The process of preparing the stew is surely part of its pleasure. I find comfort in the ritual of chopping and peeling the vegetables that eventually end up bobbing in the stock, slowly turning from hard to soft. Sometimes, I pretend that my Mom is prepping alongside me, dicing an onion to five-star precision.
Other times, after having consumed a filling bowl of stew, I imagine doing dishes with my father-in-law in his Carryduff kitchen. The window above the sink hangs open, letting the steam escape from the hot water pouring from the faucet. He sings ditties and children’s songs as he dries the plates. I thank God I’m on my feet, so that gravity helps digest Sunday tea as I hum along.
It is not a mystery or anything new, really, that food and family go hand-in-hand. As we approach Thanksgiving in the Midwest, I’d like to take a moment to give thanks for those who are near and for those who are far. I think out loud: “You’re always with us, on our minds and in our hearts. Maybe, just maybe, you’ll come to visit again soon?

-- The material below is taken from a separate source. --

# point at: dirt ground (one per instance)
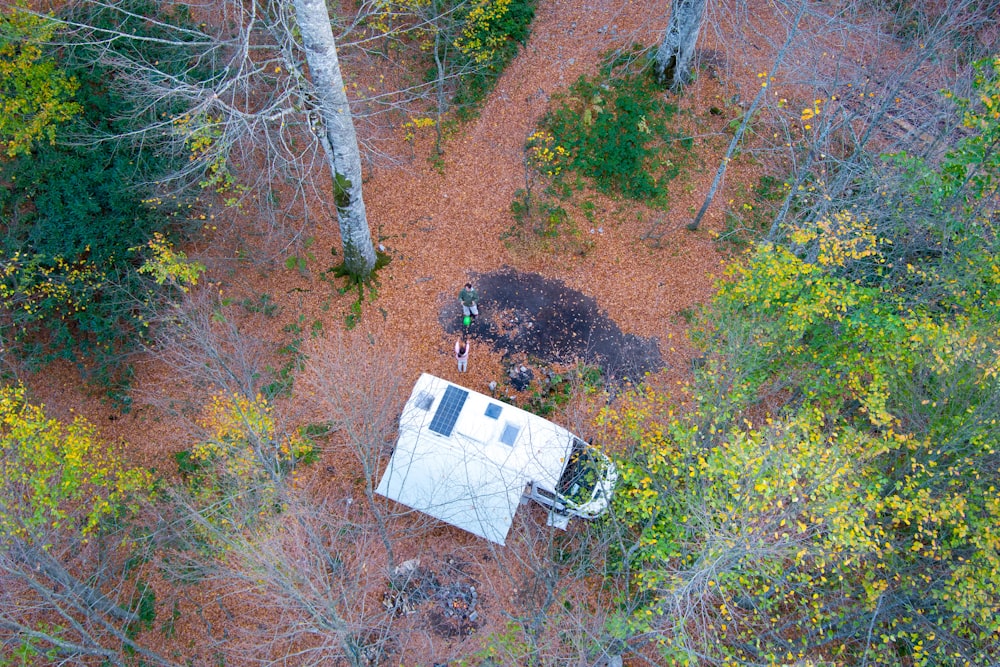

I’ll cook you dinner!”
The rich stews, and the age-old rituals of preparation they require, are symbols of that connectedness. As I slurp a hot bowl of meats and vegetables—much to Michael’s annoyance—on a November evening, I remember whom I long for and wonder how, if possible, I will temporarily fill the void.

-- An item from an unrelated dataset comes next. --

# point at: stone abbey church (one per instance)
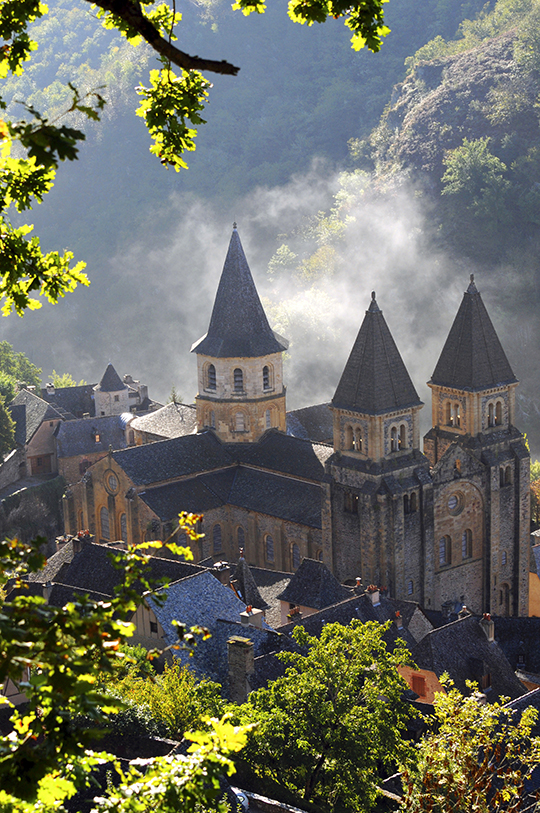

A treasured visit from family, of course, is what soothes that sense of loneliness best. However, the pleasure of stew is more readily accessible and will, fortunately or unfortunately, have to stand-in. At the very least, a fragrant stew, slowly simmering on the stovetop, brings to mind a mental picture of many spoons and bowls circling the pot, like a family, coming together.
November Slow Cooker Stew
(Adapted slightly from Jamie Oliver’s Jools’ Favourite Beef Stew.)
knob of butter
1 onion, peeled and chopped
1 package of sage (large handful of leaves)
1-2 pounds of stewing steak or beef skirt, cut into 2 inch pieces (or use lamb if you prefer)

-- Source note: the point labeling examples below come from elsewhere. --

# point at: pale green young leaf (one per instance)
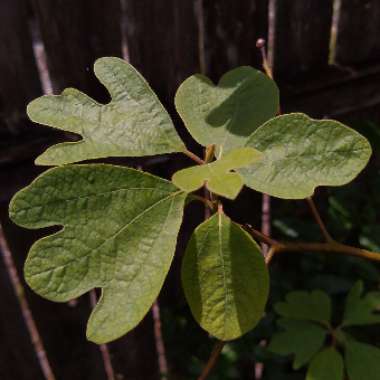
(224, 278)
(226, 114)
(360, 310)
(134, 123)
(300, 305)
(300, 153)
(362, 361)
(119, 234)
(301, 338)
(217, 175)
(327, 365)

sea salt and freshly ground pepper
flour, to dust (gluten free okay)
carrots, peeled and cut in threes
1-2 cups of butternut squash, deseeded and roughly diced
8-12 small potatoes, red and yellow
2 tablespoons tomato puree
½ bottle of red wine
½-1 pint beef or vegetable stock
zest of 1 lemon, finely grated
handful rosemary, leaves picked
1 clove of garlic, peeled and finely chopped
Prepare all vegetables first, by peeling and chopping. Heat deep pot on stovetop; drop in knob of butter, sage and onion. Fry on medium heat until onions are golden brown. Add lightly floured meat, all the vegetables, tomato puree, wine and stock; stir slowly, until ingredients come together. Season with freshly ground pepper and a bit of salt. Bring to boil for 10 minutes, stirring occasionally, then transfer to slow cooker with setting on ‘high’ for 4-6 hours or until meat is tender, stirring occasionally over the 4-6 hours.
Mix lemon zest, chopped rosemary and garlic together and garnish each dish of stew. Add salt to taste. Serve with wine and fresh bread.